What is LLaSO?
LLaSO (Large Language and Speech Model) is the world’s first fully open-source speech model, released by Beijing Deep Logic Intelligence Technology Co., Ltd. It addresses long-standing challenges in the field of Large Speech-Language Models (LSLM), such as fragmented architectures, privatized datasets, limited task coverage, and single-modality interactions.

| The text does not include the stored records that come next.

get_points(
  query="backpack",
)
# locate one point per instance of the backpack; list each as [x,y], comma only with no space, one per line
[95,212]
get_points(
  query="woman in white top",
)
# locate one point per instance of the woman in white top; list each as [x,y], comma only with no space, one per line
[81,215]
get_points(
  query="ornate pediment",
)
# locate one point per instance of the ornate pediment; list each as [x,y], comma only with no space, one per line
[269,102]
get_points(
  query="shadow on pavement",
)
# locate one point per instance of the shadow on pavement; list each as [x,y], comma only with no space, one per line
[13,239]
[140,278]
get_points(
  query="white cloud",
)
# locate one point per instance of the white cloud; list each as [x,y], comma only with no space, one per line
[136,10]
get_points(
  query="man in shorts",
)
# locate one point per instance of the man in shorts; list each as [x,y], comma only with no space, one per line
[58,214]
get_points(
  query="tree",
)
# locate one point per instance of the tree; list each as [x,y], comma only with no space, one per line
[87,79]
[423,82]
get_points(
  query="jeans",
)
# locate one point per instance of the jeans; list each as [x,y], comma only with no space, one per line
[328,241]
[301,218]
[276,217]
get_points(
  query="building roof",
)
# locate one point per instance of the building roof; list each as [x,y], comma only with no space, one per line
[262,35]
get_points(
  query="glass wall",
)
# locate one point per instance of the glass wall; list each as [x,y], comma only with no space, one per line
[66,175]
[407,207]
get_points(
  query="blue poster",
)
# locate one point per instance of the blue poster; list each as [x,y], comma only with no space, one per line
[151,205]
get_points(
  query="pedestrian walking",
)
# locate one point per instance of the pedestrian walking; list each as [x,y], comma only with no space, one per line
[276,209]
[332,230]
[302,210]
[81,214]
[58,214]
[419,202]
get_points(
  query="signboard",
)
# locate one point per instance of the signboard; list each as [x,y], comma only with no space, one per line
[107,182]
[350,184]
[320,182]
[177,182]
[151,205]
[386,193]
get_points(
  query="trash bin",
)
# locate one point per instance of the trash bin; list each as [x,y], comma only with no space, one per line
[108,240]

LLaSO consists of three core components: LLaSO-Align (a large-scale speech-text alignment dataset), LLaSO-Instruct (a multi-task instruction-tuning dataset), and LLaSO-Eval (a standardized evaluation benchmark). Together, they provide unified, transparent, and reproducible infrastructure for LSLM research, shifting the field from fragmented efforts to collaborative innovation.
Main Functions of LLaSO
-
Dataset Provision: LLaSO-Align offers large-scale speech-text alignment data, while LLaSO-Instruct provides multi-task instruction-tuning data, supplying rich resources for model training.
-
Model Training & Validation: The LLaSO-Base model, trained on LLaSO datasets, serves as a performance baseline to help researchers compare and validate different models.
-
Standardized Evaluation: LLaSO-Eval delivers standardized benchmarks, ensuring fairness and reproducibility in model evaluation.
-
Multimodal Support: Supports multiple modalities, including “text instruction + audio input,” “audio instruction + text input,” and pure audio interaction, expanding the model’s application scenarios.

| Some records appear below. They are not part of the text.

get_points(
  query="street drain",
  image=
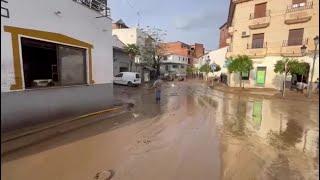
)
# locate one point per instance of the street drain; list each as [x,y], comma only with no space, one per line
[104,175]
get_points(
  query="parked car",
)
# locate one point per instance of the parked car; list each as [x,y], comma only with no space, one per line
[181,76]
[127,78]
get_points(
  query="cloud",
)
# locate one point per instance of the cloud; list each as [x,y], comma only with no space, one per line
[202,20]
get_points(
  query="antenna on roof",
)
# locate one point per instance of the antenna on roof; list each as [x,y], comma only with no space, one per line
[138,15]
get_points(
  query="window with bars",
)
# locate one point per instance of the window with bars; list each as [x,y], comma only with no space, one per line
[257,41]
[295,37]
[260,10]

Technical Principles of LLaSO
-
Speech-Text Alignment: Using Automatic Speech Recognition (ASR), speech data is precisely aligned with text data to establish mappings between speech representations and textual semantic space.
-
Multi-task Instruction Tuning: The model is fine-tuned with diverse task data covering linguistic, semantic, and paralinguistic tasks, enhancing its comprehensive understanding and generative abilities.
-
Modality Projection: Techniques such as Multi-Layer Perceptrons (MLP) are used to map between speech and text features, enabling the model to handle multimodal inputs.
-
Two-Stage Training Strategy: Training proceeds in two stages: speech-text alignment followed by multi-task instruction tuning, progressively improving model performance and generalization.
-
Standardized Evaluation Benchmark: Benchmarks covering a wide range of tasks ensure comprehensive, systematic, and comparable evaluations of model performance.
Project Resources
-
GitHub Repository: https://github.com/EIT-NLP/LLaSO
-
HuggingFace Model Hub: https://huggingface.co/papers/2508.15418
-
arXiv Paper: https://arxiv.org/pdf/2508.15418v1
Application Scenarios of LLaSO
-
Intelligent Voice Assistants: For smart home control, customer service, in-car assistants, and more. Voice commands enable device control and information retrieval, enhancing user experience.
-
Voice Content Creation: Generates speech-based content such as audiobooks, podcasts, and voice advertisements, producing natural and fluent speech from text to improve content creation efficiency.
-
Education & Learning: Provides personalized learning experiences, including pronunciation practice and oral assessments via voice commands, helping learners improve outcomes.
-
Healthcare: Assists doctors with voice recording and diagnostics, supports patients in speech rehabilitation training, and improves both efficiency and recovery outcomes.
-
Smart Customer Service: Offers customer support through voice interaction, understanding user issues and generating accurate responses, thereby improving service efficiency and satisfaction.